One thing I realized, when I instantly went into anxiety mode over something that upset my child, or when she was sick, is that when I went into that mode I was focusing on myself, not really focusing on my daughter's needs. My anxiety and physical panic manifestations were because I was subconsciously prepping myself for something bad... fight or flight if you will. One day, out the blue, I realized that as a parent my most important job was to raise my child to the best of my ability. So when a situation cropped up, I really concentrated on what my daughter's needs were at that time. Does she need advice or just a sounding board? Would it be helpful if I offered to help her brainstorm some possible solutions? Does she need to to just lay in my arms until she feels better? I tried to really focus on her body language, actions, emotions etc so I could get the best idea on how to help her through her situation. If an anxious thought entered my head I would acknowledge it as if answering the front door and telling a salesman that it was not a good time to visit, I was busy, and could they come back later?
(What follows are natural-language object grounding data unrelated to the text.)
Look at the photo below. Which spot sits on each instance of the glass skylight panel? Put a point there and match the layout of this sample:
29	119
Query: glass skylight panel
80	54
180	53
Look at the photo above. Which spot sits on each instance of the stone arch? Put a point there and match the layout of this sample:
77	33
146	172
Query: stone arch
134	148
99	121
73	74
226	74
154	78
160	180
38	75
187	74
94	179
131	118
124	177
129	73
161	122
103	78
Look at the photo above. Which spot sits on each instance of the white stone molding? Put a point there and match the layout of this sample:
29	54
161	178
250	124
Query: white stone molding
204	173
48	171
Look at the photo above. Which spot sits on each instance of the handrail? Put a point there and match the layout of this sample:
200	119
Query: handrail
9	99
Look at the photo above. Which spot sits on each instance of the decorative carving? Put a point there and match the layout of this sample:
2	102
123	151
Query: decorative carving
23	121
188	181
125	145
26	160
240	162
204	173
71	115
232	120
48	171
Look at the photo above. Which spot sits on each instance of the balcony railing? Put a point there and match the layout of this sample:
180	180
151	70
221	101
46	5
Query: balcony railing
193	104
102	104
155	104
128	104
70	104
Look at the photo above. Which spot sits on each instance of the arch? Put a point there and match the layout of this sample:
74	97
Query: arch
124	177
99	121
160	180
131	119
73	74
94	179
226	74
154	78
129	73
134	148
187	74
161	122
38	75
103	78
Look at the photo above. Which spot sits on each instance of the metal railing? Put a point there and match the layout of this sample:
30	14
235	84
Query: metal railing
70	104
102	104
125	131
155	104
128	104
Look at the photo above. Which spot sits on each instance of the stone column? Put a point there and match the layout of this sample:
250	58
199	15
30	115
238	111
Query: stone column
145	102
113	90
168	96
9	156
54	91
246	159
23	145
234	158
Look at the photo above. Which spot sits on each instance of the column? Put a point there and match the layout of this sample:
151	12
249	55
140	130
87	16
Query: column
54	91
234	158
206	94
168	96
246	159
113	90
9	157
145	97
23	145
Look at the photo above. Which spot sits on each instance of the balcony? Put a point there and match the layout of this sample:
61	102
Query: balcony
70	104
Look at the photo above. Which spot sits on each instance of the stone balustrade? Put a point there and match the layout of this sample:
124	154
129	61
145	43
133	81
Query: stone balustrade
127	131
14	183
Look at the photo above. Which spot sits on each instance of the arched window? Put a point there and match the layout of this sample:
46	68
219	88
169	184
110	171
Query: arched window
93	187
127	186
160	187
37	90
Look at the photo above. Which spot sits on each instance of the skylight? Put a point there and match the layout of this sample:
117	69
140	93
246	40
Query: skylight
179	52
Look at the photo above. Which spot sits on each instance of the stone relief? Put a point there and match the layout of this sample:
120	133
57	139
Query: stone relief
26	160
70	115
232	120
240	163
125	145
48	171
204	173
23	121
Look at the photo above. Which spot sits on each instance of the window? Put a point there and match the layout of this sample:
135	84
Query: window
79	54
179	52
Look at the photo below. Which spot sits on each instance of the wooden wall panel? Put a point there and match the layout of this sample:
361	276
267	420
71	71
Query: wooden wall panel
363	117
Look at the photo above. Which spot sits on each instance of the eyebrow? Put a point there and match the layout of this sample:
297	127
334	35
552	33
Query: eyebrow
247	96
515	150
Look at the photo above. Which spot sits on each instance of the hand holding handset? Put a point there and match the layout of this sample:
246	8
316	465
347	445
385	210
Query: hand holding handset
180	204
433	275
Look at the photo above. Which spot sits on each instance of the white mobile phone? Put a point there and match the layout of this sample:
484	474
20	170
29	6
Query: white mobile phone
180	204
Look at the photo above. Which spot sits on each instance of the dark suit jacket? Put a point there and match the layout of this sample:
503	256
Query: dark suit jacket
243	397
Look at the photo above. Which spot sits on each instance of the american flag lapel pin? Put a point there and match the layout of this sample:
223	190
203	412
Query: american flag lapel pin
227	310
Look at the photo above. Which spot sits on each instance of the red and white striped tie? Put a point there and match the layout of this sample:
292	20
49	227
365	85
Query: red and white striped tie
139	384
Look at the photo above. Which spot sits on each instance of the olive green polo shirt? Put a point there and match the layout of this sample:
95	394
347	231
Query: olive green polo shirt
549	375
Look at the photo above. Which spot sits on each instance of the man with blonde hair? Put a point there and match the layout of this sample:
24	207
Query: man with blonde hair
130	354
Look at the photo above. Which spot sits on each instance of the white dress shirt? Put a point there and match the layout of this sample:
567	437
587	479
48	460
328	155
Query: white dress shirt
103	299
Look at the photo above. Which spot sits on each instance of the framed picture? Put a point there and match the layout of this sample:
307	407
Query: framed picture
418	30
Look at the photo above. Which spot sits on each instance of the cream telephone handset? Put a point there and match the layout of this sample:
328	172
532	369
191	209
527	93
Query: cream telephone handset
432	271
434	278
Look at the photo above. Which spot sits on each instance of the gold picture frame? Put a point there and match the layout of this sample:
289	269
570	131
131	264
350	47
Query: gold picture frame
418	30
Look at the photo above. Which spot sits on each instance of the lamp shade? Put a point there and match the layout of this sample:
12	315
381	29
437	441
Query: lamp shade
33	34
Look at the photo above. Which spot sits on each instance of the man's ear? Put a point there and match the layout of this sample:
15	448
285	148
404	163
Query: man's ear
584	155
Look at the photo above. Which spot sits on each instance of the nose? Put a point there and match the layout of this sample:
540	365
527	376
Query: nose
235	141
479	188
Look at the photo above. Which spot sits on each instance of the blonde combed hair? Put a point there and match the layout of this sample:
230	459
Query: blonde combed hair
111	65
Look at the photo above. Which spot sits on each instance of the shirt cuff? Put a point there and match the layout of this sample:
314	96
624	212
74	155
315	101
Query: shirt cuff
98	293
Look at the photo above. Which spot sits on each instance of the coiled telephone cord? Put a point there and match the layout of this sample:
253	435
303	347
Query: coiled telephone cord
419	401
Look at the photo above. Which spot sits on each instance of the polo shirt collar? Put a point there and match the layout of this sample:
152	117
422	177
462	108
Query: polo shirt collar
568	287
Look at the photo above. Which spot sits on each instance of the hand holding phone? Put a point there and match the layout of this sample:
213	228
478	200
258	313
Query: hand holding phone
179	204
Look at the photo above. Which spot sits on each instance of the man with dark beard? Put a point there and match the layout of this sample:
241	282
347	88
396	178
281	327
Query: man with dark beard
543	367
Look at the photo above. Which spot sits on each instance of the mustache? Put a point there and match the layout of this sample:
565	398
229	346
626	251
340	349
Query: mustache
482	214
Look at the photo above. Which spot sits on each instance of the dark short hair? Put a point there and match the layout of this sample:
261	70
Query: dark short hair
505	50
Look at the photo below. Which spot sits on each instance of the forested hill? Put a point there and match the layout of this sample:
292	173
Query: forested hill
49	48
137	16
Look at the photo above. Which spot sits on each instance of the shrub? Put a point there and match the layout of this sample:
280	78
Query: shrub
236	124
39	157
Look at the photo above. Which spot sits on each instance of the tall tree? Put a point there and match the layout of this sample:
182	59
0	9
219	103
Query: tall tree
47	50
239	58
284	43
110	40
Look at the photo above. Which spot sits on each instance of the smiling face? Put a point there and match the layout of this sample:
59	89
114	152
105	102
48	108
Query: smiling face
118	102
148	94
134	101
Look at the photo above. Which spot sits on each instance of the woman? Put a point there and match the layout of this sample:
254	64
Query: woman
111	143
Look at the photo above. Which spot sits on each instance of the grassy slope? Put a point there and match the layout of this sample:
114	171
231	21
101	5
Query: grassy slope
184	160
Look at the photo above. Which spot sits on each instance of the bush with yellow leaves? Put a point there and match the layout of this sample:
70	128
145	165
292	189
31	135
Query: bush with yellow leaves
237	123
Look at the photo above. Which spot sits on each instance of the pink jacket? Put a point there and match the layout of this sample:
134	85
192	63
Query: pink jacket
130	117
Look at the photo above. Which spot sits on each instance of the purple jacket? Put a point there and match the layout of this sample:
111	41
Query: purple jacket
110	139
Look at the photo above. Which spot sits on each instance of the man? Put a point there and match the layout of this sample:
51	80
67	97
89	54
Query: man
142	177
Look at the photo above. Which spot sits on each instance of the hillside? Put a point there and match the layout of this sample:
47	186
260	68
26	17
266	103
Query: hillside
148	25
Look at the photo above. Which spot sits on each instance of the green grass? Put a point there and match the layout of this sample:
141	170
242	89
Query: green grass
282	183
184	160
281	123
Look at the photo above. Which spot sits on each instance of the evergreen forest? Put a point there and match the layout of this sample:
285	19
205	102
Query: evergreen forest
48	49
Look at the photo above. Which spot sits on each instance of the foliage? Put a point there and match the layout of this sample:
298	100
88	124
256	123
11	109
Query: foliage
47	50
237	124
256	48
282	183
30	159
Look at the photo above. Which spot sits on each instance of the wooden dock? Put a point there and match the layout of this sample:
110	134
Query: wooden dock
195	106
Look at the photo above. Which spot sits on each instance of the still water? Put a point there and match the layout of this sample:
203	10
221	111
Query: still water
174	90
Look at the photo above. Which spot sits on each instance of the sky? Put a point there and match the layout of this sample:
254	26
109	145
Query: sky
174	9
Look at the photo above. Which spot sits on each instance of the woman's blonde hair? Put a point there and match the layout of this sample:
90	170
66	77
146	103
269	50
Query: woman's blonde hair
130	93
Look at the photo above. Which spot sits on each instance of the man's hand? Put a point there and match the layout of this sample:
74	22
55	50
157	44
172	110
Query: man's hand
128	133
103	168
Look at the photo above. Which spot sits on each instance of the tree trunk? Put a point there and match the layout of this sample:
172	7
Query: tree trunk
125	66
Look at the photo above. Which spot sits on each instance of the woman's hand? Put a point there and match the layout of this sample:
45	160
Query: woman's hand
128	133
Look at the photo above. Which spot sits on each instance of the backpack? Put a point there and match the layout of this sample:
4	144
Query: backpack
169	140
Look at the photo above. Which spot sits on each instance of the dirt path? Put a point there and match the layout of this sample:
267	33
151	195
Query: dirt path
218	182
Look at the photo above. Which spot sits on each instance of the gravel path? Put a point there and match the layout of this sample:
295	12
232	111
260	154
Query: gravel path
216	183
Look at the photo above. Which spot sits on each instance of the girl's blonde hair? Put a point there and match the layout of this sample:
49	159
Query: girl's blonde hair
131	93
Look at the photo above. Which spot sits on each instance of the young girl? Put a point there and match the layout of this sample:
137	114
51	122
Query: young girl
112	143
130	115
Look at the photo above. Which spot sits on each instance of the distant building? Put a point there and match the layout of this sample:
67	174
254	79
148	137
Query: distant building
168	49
I found that when I put all my conscious effort into giving my daughter the best coaching I could, I was too absorbed in helping her to be displaying signs of anxiety. Then later, when I was alone, I would allow my anxious feelings and worries to be heard. I would mentally trot them out... "What if my daughter dies", "What if she develops poor self esteem", "What if..." And I would remind myself of rational answers for the worries. "She may die, and I would be devastated. But I would slowly go on living and never forget her", "If I see that she is developing a poor self image I will seek professional help for her", etc etc.
I can't say that my anxiety is any less, and I still worry. But most important, it does not have the power over me that it once did. When I get the pounding heart, breathlessness and lightheadedness I remember that it is only a biological response to an overactive mind. I try to observe it as a scientist would, just observing its effects on my body until the wave slowly passes (and it ALWAYS passes). Doing this keeps me from being "sucked into the vortex" of anxiety.
I am guessing that when the Buddha talked about non-attachment for lay people, he didn't mean that we shouldn't love our children. More that we should not grasp at our love for our children.